2.0. LITERATURE REVIEWS AND HYPOTHESIS 2.1. Impulse buying

Impulse buying tendency refers to the degree to which an individual is likely to make unintended,

immediate, and unreflective purchases (e.g. impulse purchases)” (Weun, Jones, and Beatty, 1998). Impulse buying occurs with an emotional conflict between actually concluded and previously planned purchases (Weinberg and Gottwald, 1982). There are various psychological motivations for impulse buying that people might experience in shopping (Rook, 1987). A visual encounter with a product or a promotional incentive can motivate the sudden urge to buy. However, impulse buying behavior does not always come from direct visual encouragement. Sometimes, without any reason or stimulation, people are suddenly motivated to shop. Among various product categories, apparel has been the main target for impulse buying. According to Bellenger and Korgaonkar (1980), when consumers shop in a large department store, 50 percent of impulse purchases were for apparel, where impulse purchases range from 27 percent to 62 percent of the total sales.
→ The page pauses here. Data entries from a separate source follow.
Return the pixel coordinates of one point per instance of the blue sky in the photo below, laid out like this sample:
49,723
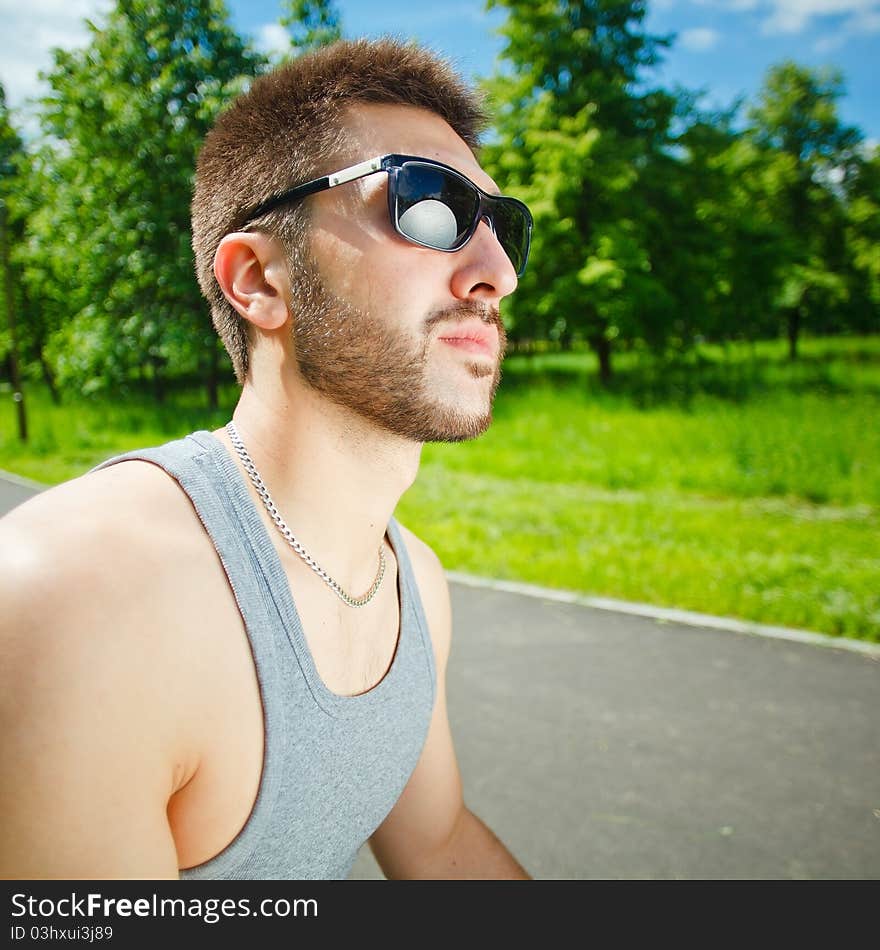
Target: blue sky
723,46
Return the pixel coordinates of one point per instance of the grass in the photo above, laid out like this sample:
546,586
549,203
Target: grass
731,482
Impulse buying tendency has been conceptualized as a personal trait (e.g. Dholakia, 2000; Murray, 1938) that influences consistent responses to environmental stimuli (Kassarjian, 1971). Traits represent pre-dispositional attributes of personality that refers to a person’s unique psychological make-up. People tend to exhibit steady personal traits and behave consistently across different situations. Impulsive individuals may have difficulties in restricting their own behaviors and make frequent and consistent impulse purchases in several different shopping contexts (Murray, 1938). A theoretical model of impulse buying developed by Beatty and Ferrell (1998) presented impulse buying tendency as a trait. The consumption impulse formation and enactment (CIFE) model developed by Dholakia (2000) also considered the impulse buying tendency as a personal trait that contributes to the formation of the consumption impulse. The impulse buying tendency as a consumer trait then may be positively related to the actual impulse buying. Rook and Fisher (1995) also mentioned that consumers who rate high on the impulsivity trait buy things on impulse more frequently than do others.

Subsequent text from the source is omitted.